On Wednesday, nearly four years after launching his first unlikely presidential campaign, Senator Bernie Sanders unveiled a new version of one of his signature proposals: Medicare for All. The bill, which has 14 co-sponsors, outlines a universal, government-run healthcare program that would cover hospital care and preventative services, as well as dental and vision services. It would end employer-provided insurance plans, but the Veterans Health Administration and the Indian Health Services would continue to exist as stand-alone, government-run systems, according to Vox. Americans could still choose their own physicians.

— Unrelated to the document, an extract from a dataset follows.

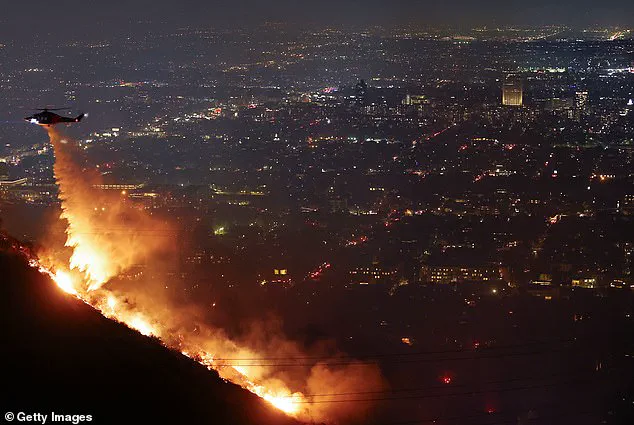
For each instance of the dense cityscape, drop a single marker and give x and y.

Overall, the plan differs little from Sanders’s previous M4A legislation, with one notable exception: It adds a long-term care benefit, which would cover at-home care for people with disabilities. In this respect, it resembles the House version of the M4A introduced by Representative Pramila Jayapal in February.
The overlap illustrates a recurring concern about Sanders’s second presidential bid: that he’ll be a victim of his own success. Though Medicare for All did not originate with Sanders, the senator took it mainstream during his 2016 presidential campaign, and he owes his national profile in part to its popularity. This time, however, Medicare for All isn’t a fringe idea, and Sanders isn’t a fringe candidate, but a frontrunner. His policy positions — including Medicare for All — gained Democratic supporters over the last few years, and they’ve proven to be unexpectedly durable. Now several Democratic 2020 candidates are running on Medicare for All. In fact, four of them — Senators Cory Booker, Kirsten Gillibrand, Kamala Harris, and Elizabeth Warren — co-sponsored Wednesday’s bill. In theory, that could make it difficult for Sanders to distinguish himself from other leading candidates.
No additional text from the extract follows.